Featured Post
7 Facts About Bacteriophages
7 Facts About Bacteriophages Bacteriophages are microbes eaters in that they are infections that taint and crush microscopic organisms. N...
Monday, November 25, 2019
Individual Liberty and Social Control essays
Individual Liberty and Social Control essays Individual Liberty and Social Control The tree of liberty must be refreshed from time to time, with the blood of patriots and tyrants. It is its natural manure. Daniel Webster said in a speech given in Charleston, South Carolina, May 10, 1847, Liberty exists in proportion to wholesome restraint; the more restraint on others to keep off from us, the more liberty we have.
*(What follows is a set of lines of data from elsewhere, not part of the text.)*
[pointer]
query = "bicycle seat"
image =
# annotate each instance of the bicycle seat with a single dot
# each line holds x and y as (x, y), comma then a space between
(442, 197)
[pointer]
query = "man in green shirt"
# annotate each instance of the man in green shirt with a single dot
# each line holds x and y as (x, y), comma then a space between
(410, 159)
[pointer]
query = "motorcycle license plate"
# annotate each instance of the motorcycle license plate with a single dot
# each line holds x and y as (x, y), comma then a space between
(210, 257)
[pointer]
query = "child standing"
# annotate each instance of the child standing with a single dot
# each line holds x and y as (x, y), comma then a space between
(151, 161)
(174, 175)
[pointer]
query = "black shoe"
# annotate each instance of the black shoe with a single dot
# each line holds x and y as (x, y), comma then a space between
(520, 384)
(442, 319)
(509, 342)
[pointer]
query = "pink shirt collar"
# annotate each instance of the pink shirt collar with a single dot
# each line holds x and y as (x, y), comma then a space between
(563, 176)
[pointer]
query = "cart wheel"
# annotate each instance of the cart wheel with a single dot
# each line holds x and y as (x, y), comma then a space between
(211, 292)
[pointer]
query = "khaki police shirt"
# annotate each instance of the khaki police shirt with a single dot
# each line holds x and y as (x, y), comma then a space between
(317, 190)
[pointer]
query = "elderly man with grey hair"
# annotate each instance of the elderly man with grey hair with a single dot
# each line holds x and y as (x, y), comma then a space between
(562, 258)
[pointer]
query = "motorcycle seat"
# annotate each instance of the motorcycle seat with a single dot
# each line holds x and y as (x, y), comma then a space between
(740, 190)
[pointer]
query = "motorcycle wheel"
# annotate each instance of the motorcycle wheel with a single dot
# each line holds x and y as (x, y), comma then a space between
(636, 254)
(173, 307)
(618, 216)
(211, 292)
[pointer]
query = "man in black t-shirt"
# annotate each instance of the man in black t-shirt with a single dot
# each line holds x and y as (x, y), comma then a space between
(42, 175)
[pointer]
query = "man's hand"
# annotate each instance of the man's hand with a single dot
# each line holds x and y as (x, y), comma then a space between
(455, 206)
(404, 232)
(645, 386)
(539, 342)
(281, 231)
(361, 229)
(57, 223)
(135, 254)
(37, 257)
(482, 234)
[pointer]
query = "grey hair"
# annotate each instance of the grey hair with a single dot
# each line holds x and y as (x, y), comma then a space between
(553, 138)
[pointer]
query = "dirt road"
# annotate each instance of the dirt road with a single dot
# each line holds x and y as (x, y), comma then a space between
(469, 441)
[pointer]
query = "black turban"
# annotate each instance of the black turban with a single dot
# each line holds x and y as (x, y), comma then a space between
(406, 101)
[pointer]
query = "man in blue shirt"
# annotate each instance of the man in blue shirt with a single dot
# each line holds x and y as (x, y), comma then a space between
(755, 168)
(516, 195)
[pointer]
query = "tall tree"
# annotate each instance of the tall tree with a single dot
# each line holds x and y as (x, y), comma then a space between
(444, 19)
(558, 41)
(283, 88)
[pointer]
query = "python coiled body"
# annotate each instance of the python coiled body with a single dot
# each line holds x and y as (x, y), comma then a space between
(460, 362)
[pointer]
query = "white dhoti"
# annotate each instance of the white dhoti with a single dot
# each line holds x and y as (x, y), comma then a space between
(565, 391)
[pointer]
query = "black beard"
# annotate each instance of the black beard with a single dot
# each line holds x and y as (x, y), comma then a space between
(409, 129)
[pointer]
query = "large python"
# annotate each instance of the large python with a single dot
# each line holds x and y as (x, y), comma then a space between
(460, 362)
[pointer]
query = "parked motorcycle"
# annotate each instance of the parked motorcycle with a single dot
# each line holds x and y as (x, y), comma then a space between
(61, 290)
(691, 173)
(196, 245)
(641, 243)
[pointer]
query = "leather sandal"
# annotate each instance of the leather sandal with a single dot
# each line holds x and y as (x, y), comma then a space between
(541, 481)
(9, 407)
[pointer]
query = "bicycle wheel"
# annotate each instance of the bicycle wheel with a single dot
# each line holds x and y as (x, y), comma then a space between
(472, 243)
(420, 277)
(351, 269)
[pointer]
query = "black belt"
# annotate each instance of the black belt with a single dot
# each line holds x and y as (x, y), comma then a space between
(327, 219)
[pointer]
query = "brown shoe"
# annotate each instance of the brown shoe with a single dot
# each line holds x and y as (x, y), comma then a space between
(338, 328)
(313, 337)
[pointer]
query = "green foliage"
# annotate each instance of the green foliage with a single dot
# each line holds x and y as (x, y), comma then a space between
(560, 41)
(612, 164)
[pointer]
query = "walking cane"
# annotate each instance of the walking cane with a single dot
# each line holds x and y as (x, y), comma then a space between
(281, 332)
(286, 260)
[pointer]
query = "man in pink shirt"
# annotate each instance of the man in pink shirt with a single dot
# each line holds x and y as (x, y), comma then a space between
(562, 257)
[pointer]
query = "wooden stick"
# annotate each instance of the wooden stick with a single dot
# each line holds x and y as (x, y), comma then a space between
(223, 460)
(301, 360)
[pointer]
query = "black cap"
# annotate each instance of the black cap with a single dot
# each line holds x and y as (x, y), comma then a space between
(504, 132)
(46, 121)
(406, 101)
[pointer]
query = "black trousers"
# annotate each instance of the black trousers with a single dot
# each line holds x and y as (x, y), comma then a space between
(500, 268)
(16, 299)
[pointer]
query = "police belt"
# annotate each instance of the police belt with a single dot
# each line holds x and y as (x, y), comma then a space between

However, Ralph Waldo Emerson made an entry into one of his journals in 1851 which read, The word liberty in the mouth of Mr. Daniel Webster sounds like the word love in the mouth of a courtesan. It would seem that Mr. Webster and Mr. Emerson dont see eye to eye on the topic of liberty. One sees liberty as something to be controlled, the other sees it as something to be left alone. In John Stuart Mills essay, On Liberty, he approaches things from a classical liberalist standpoint, while his conservative opponents take the paternalist view. Like Webster and Emerson, two sides of the same coin, but very different in philosophy nonetheless. The town of Skokie, Illinois has a large Jewish population, including many survivors of the holocaust brought about by the Nazi party occupying Germany and much of Europe during the second World War. The American Nazi Party petitioned the city council of Skokie for permission to march through their streets. As far as the population of Skokie was concerned the American Nazi Party had no business there, and their presence had the potential to be met with violence at the hands of its residents. The ACLU felt differently, they defended the American Nazi Partys right to march, citing past examples of marches such as Pro-Castro Cubans marching in Miami. Should the American Nazi Party have the right to march through Skokie? This question makes debate over how far our first amendment goes, and how far a society with that amendment should be allowed to go to ...
Subscribe to:
Post Comments (Atom)
No comments:
Post a Comment
Note: Only a member of this blog may post a comment.